Ushering out strlcpy()

Posted Aug 30, 2022 14:11 UTC (Tue) by andy_shev (subscriber, #75870)
In reply to: Ushering out strlcpy() by NYKevin
Parent article: Ushering out strlcpy()

Good explanation why Rust sucks... No, thanks, we do not need page faults and sleeping context in the critical sections in the kernel.

Ushering out strlcpy()

Posted Aug 30, 2022 15:26 UTC (Tue) by mathstuf (subscriber, #69389) [Link] (1 responses)

I don't see the connection. The general purpose `std::string::String` might not work in all contexts, but there is a *lot* of code that doesn't work in such contexts anyways. The kernel is certainly free to make its own String which can be used from interrupts and such (with appropriate error handling of course); there's nothing magic about String in Rust and is "just" library code.

Ushering out strlcpy()

Posted Aug 30, 2022 17:33 UTC (Tue) by tialaramex (subscriber, #21167) [Link]

The kernel does have its own String:

https://rust-for-linux.github.io/docs/alloc/string/struct.String.html

Here's the equivalent Rust standard String (well, alloc::string::String, userspace Rust programmers would use it from std but it's equivalent)

https://doc.rust-lang.org/alloc/string/struct.String.html

You'll notice that the standard String has a lot of stuff that the kernel doesn't. And the kernel only has try_reserve() so you can't just go around reserve()ing memory which might not exist as userspace programmers often do.

The kernel has (or will eventually get) all of core, the Rust library where core language features that are not just inside the compiler live, so that's stuff like an Option type, a Result type, most of the methods you think about for built-in types.
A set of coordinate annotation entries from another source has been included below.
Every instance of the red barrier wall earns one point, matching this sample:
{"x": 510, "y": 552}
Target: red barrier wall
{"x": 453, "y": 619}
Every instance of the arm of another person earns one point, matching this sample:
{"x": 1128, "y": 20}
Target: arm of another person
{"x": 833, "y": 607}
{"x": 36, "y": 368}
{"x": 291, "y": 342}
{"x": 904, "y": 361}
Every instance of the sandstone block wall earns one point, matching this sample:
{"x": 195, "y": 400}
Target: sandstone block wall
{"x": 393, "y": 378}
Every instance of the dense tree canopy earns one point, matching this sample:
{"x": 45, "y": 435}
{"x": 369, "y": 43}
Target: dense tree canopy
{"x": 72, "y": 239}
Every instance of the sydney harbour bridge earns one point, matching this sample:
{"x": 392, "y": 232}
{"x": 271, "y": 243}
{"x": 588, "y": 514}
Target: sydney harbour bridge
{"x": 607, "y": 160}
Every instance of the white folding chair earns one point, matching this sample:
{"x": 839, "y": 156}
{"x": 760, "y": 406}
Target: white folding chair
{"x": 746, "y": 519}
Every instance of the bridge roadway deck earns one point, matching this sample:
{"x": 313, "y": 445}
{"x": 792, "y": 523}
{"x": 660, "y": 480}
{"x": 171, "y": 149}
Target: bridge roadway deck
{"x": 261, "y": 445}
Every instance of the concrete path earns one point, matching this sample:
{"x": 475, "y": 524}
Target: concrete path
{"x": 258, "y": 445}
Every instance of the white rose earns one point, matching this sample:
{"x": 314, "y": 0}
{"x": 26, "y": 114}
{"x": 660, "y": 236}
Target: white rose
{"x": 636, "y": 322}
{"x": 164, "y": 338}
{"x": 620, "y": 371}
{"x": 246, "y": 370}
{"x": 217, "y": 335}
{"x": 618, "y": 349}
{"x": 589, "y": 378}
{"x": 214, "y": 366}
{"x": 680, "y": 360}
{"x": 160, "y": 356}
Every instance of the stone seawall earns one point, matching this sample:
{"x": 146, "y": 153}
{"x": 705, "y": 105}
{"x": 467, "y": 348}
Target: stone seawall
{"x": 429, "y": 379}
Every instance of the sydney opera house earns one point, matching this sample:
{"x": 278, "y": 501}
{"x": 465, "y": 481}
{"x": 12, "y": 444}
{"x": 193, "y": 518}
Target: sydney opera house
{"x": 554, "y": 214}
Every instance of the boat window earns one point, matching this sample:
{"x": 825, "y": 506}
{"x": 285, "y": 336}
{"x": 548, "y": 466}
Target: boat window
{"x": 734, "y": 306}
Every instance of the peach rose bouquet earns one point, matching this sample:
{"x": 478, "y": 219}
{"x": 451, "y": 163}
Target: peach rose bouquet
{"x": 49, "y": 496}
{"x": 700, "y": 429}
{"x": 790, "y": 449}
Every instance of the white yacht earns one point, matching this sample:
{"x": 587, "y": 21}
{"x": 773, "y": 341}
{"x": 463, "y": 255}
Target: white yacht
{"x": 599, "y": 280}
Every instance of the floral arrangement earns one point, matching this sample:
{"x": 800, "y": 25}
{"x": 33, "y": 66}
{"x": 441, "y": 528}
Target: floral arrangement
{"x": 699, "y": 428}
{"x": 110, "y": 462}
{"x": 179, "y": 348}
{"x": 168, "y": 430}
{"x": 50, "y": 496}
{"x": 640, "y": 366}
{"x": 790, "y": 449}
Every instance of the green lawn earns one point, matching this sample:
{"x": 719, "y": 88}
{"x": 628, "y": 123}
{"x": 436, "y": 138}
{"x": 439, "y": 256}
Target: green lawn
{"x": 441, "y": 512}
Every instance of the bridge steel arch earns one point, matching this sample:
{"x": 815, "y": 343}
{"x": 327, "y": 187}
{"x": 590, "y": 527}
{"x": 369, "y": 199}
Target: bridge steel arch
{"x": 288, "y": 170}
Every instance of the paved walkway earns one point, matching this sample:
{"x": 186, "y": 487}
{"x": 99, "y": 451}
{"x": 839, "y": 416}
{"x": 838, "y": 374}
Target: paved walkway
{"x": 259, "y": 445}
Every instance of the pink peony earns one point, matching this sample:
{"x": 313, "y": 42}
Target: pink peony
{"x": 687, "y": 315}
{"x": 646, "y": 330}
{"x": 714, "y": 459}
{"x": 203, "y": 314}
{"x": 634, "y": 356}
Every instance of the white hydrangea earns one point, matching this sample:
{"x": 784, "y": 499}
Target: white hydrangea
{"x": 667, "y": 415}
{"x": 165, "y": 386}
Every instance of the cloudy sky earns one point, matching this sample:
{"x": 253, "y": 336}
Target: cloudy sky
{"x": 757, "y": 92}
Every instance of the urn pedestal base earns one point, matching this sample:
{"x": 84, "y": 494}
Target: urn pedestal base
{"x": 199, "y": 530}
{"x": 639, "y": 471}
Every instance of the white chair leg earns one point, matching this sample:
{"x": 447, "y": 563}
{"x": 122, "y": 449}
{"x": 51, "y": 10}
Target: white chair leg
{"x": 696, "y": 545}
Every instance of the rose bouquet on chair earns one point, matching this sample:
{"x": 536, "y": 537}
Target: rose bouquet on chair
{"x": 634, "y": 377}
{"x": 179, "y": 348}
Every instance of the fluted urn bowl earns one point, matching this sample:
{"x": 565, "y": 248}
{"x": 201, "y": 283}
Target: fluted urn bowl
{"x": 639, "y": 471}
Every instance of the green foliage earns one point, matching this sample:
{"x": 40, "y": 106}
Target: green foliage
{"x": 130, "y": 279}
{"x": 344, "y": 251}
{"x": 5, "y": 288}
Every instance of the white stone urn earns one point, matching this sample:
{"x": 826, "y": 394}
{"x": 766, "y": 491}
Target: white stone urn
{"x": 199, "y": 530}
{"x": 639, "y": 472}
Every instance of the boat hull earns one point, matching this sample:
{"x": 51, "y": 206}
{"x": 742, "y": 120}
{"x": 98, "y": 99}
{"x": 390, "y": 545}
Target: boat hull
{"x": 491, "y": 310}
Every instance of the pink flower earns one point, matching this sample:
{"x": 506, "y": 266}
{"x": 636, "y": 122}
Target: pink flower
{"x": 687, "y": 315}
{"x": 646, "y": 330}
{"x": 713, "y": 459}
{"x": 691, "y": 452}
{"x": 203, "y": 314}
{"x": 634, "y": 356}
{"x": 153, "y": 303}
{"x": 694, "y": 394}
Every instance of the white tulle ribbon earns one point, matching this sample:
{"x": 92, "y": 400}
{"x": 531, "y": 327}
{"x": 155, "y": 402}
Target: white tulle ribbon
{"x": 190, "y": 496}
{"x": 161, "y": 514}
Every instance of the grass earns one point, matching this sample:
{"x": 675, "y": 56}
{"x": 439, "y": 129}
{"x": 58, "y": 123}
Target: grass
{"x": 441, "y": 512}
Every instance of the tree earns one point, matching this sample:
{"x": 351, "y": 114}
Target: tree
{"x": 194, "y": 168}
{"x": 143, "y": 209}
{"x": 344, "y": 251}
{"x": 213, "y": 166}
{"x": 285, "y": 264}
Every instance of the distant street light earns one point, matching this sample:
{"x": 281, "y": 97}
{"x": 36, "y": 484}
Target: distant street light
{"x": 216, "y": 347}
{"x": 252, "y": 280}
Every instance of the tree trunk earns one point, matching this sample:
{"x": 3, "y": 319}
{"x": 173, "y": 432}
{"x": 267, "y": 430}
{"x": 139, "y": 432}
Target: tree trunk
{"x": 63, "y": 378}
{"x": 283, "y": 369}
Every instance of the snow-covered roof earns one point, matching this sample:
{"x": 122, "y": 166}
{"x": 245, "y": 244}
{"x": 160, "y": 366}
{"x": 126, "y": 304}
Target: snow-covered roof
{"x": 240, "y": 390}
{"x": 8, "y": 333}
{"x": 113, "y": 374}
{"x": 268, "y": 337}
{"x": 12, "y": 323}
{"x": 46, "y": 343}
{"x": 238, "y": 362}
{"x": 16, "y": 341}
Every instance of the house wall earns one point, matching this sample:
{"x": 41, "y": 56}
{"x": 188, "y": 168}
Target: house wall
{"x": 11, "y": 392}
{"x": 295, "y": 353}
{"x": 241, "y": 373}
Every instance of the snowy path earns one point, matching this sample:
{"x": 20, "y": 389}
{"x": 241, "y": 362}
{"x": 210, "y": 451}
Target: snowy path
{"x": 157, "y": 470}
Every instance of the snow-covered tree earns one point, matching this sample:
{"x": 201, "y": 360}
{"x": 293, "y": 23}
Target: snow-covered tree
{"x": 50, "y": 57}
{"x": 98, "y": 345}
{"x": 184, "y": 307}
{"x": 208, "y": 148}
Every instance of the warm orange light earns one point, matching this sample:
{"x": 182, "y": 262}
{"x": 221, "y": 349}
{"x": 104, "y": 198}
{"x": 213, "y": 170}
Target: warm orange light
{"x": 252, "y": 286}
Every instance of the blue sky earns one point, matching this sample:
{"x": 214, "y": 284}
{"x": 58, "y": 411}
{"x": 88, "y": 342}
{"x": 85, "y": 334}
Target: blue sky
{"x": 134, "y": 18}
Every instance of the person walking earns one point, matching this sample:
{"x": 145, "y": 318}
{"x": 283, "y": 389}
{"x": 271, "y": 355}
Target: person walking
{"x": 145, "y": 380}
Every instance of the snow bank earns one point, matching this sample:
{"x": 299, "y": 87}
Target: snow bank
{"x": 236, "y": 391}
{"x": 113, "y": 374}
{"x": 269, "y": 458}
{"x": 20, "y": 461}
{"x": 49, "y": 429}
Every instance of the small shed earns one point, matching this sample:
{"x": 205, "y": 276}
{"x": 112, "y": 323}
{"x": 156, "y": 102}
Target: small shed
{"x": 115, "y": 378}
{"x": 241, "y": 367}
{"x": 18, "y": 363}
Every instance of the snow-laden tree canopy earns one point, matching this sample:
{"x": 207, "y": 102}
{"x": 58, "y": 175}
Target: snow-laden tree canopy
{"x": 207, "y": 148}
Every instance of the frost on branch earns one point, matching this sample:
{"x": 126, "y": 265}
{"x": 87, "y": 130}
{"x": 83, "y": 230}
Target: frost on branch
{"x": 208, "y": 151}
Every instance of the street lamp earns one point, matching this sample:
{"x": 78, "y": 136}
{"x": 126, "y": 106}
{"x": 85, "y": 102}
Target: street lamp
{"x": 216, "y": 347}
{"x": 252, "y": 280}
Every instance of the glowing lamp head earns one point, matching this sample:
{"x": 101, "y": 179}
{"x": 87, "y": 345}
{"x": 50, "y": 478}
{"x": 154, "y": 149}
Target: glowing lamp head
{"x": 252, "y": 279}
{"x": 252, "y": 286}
But it doesn't have std, the library where OS depending features like File I/O and Networking live, and it has its own rather different alloc, a library where the allocator and related features (such as a growable String) live.

Ushering out strlcpy()

Posted Aug 30, 2022 15:43 UTC (Tue) by excors (subscriber, #95769) [Link]

The Rust standard library isn't fully suitable for use in a kernel (or many other embedded environments), but that's okay, you can find or implement your own equivalent types that meet your requirements (just like you'd have to when using C). E.g. there's heapless::String (https://docs.rs/heapless/latest/heapless/struct.String.html) as a fixed-capacity string without dynamic allocation, where functions that might exceed the string's capacity (like String::push) return a Result<> so it's always safe and the caller has to explicitly decide how to handle that case.